Recently, the National Institute of Health has sought to include sex as a variable in preclinical studies investigating the effects of drugs . The present study extended previous works investigating sexdifferences the neurotoxic effects of METH by investigating changes in various brain regions affected by METH in females. Overall, maintaining similar hyperthermia between male and female rats reduced many but not all of the sex-differences in the persistent neurotoxic consequences of METH. Despite efforts to produce equal toxicity in males and females, sex-differences were still observed in the current study, thus illustrating the importance of including sex in studies investigating METH.

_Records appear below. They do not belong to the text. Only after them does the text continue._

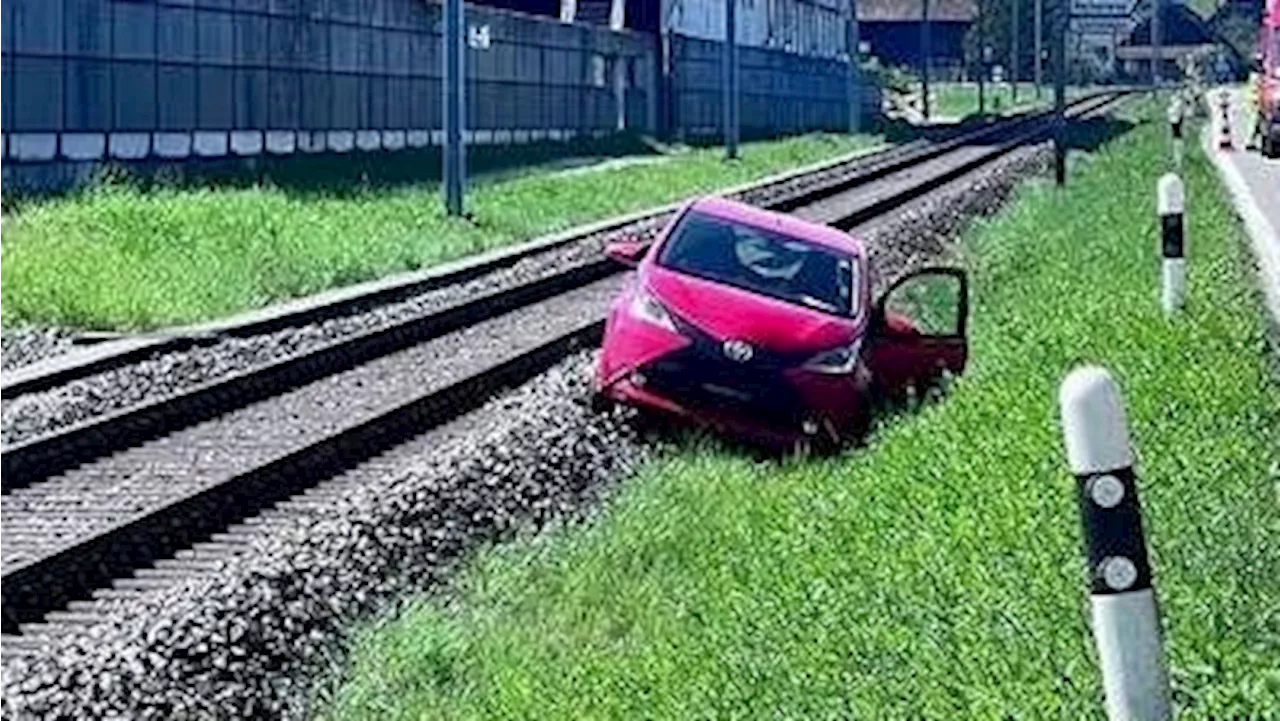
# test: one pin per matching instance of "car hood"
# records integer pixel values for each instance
(728, 313)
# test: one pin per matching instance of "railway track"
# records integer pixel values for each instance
(154, 493)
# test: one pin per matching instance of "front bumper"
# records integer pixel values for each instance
(764, 404)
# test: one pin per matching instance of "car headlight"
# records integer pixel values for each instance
(836, 361)
(648, 309)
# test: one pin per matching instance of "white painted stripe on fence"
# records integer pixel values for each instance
(83, 146)
(246, 142)
(342, 141)
(210, 144)
(129, 146)
(172, 145)
(282, 142)
(393, 140)
(311, 141)
(33, 146)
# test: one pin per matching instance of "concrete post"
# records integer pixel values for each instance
(1013, 60)
(926, 60)
(1125, 617)
(1170, 205)
(1060, 92)
(1040, 49)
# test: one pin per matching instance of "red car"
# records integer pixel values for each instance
(762, 324)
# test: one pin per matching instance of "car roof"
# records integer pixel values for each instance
(784, 223)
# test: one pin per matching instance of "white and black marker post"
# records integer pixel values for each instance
(1125, 619)
(1170, 204)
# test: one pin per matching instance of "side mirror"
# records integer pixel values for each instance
(627, 252)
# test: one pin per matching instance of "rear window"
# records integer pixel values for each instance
(763, 261)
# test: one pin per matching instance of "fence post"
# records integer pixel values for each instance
(1125, 616)
(1170, 205)
(731, 94)
(455, 87)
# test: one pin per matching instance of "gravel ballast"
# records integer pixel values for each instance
(28, 345)
(248, 639)
(168, 373)
(238, 643)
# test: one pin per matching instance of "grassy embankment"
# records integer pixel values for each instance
(118, 256)
(937, 573)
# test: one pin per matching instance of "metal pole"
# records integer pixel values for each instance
(926, 50)
(1121, 592)
(855, 89)
(731, 95)
(982, 59)
(1040, 49)
(455, 89)
(1155, 44)
(1060, 92)
(1013, 60)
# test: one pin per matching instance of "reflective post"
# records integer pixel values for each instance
(455, 87)
(1170, 205)
(1121, 591)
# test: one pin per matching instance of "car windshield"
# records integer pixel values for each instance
(763, 261)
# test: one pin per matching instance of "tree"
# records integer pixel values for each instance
(995, 28)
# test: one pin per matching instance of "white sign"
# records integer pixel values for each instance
(1100, 27)
(478, 37)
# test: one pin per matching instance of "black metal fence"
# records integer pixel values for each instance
(782, 92)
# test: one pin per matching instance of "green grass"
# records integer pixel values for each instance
(938, 573)
(119, 256)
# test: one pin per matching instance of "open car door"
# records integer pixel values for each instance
(918, 329)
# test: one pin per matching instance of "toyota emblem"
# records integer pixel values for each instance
(737, 351)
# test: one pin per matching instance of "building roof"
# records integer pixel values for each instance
(909, 10)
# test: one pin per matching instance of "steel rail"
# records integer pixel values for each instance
(55, 575)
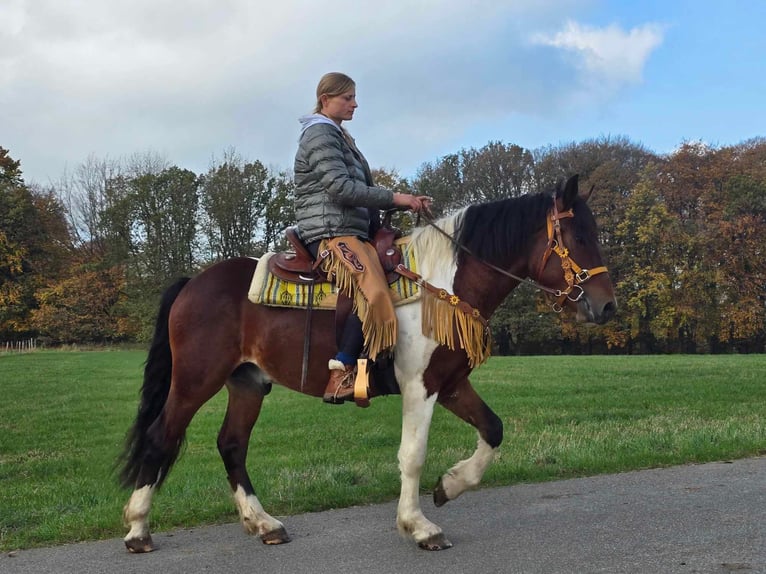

Funding for this study was provided by the National Institute of Health, National Institute on Drug Abuse grant, DA036012, the Howard Hughes Medical Institute grant, 56067777, the American Foundation for Pharmaceutical Education, and the University of Utah Graduate Research Fellowship. These agencies had no further role in study design, data collection, analysis and interpretation, writing of the report; or decision to submit the paper for publication.